Im stuck on part f - I don't really know how to integrate the new function - I tried to employ a similar method but cannot get it to work.

Does anyone have any ideas?
Help much appreciated.

Working:

Original post by mosaurlodon

Working:

Seperation of variables which requires the right hand side to be in the form
f(m)g(t)
so what are f and g? The latter is very simple and the working is similar to your first column.

Reply 3

mosaurlodon

Is this the right start?

Or do you have to take out p/100 i.e. dm/dt = p/100(m-100q/p)

ALSO additional question do my images that I post come out normally or do they come out with some weird long text.

Reply 4

mqb2766

Original post by mosaurlodon

Is this the right start?

Or do you have to take out p/100 i.e. dm/dt = p/100(m-100q/p)
ALSO additional question do my images that I post come out normally or do they come out with some weird long text.
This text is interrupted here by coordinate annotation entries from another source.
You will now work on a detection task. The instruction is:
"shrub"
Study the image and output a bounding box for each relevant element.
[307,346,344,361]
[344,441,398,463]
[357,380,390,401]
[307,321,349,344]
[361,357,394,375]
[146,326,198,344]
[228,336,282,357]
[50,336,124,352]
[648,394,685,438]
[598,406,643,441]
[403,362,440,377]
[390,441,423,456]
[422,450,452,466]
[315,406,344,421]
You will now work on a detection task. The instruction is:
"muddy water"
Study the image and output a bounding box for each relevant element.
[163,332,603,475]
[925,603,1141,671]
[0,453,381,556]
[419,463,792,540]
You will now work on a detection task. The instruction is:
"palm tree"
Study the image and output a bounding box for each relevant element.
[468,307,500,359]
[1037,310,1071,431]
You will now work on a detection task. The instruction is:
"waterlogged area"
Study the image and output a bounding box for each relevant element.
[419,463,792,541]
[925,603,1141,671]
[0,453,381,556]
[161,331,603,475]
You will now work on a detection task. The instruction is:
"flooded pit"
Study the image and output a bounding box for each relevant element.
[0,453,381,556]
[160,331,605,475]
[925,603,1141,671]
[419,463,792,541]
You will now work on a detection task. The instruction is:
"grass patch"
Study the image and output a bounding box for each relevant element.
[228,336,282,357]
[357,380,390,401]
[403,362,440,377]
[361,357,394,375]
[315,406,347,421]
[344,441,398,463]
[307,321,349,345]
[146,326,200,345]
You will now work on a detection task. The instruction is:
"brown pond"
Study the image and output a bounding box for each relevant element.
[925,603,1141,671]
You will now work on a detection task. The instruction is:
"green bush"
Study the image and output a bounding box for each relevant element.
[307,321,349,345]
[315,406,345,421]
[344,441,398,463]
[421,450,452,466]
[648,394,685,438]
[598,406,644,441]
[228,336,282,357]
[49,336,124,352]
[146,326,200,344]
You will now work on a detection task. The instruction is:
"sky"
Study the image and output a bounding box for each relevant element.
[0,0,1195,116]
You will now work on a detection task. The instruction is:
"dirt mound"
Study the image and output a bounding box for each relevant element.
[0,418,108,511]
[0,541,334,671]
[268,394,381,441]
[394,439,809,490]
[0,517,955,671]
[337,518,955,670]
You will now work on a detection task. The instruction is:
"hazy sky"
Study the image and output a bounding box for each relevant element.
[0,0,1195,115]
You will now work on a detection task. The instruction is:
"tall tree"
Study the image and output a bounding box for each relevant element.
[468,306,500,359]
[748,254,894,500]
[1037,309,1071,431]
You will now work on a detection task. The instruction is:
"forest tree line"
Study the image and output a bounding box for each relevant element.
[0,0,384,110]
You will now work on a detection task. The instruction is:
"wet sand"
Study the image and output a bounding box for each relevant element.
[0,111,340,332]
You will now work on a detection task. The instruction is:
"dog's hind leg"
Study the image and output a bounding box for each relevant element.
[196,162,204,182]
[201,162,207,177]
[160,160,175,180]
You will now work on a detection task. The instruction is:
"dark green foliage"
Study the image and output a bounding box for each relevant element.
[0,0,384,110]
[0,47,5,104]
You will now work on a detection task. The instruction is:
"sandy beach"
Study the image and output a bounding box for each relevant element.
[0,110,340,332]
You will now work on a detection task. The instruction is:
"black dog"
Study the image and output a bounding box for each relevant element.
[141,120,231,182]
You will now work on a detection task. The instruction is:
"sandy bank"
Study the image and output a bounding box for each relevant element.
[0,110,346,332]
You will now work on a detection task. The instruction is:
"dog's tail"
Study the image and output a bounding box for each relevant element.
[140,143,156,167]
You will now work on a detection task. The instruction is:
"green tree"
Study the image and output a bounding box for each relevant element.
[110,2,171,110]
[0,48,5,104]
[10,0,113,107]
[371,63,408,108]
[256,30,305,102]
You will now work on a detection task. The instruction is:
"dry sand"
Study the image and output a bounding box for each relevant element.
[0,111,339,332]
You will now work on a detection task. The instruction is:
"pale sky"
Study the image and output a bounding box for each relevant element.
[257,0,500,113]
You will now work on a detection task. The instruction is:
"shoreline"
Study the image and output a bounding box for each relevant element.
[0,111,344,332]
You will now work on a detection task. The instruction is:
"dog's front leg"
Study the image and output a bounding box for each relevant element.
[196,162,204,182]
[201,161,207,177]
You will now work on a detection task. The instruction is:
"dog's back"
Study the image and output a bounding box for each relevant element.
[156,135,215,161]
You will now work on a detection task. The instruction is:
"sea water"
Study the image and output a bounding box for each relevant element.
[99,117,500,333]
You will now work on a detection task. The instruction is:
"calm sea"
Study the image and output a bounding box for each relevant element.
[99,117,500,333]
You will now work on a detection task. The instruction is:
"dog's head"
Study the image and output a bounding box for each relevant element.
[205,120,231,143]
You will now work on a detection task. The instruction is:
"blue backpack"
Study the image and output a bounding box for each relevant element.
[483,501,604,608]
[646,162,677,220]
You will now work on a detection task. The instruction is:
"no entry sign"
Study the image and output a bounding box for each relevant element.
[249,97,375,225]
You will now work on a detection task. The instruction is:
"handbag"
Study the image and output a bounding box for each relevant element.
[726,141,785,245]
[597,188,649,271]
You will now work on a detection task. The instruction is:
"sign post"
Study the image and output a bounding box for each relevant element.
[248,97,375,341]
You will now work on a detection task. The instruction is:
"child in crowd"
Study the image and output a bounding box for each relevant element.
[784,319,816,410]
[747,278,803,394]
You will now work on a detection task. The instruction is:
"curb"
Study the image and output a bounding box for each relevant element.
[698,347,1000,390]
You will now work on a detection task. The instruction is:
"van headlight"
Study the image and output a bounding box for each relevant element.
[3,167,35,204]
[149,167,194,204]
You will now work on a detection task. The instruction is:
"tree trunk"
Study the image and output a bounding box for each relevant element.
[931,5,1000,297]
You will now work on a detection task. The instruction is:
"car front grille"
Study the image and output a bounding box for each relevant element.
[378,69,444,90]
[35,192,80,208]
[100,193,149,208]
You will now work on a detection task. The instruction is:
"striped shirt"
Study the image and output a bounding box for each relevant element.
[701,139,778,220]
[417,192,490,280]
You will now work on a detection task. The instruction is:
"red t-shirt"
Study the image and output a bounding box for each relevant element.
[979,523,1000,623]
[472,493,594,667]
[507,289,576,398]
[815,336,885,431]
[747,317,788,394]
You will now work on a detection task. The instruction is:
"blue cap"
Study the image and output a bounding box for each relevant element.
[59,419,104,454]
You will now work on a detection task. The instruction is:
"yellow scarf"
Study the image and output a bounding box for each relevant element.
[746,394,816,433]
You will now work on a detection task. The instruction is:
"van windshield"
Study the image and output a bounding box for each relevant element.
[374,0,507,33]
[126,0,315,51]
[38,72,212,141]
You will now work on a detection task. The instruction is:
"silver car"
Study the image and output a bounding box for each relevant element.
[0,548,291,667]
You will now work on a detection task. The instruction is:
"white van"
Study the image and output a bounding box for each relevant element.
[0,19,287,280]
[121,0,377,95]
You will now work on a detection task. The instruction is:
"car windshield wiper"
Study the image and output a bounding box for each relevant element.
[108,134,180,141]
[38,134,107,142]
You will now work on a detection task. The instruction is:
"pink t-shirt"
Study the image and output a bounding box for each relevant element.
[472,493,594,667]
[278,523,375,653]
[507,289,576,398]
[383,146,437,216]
You could do it that way, but surely
(mp/100-q)*1
or
(m - 100q/p)*(p/100)
is a bit simpler and the latter closer to your column 1? Though like your column 1, you could consider your lump of constants on either side of the equation and youll end up with the same answer. Without giving the game away, youd expect something like a log(m) on the left and a t on the right, then take exponentials.

Your images are fine.

(edited 1 month ago)

Reply 5

mosaurlodon

Oh yeah that actually makes more sense.

Have I made a mistake around the constant - I just assumed it would equal m_0 in the end but not too sure.

Reply 6

mqb2766

Original post by mosaurlodon

Oh yeah that actually makes more sense.

Have I made a mistake around the constant - I just assumed it would equal m_0 in the end but not too sure.

Id do
dm/dt = (m - 100q/p)*(p/100)
as that will keep the coefficient of m as 1, so simplify the log integral (if you can do it a few different ways, try and think a couple of steps ahead) so
Int 1/(m - 100q/p) dm = Int (p/100) dt
m - 100q/p = e^(pt/100 + c) = Ae^(pt/100)
where A = e^c. Then when t=0 ...

A bit like your integration problem yesterday, dont take short cuts with integration, work it through clearly. If you subbed t=0 into your final expression for m(t), you dont get m0. Similarly, your q would increase the balance, but it represents payments.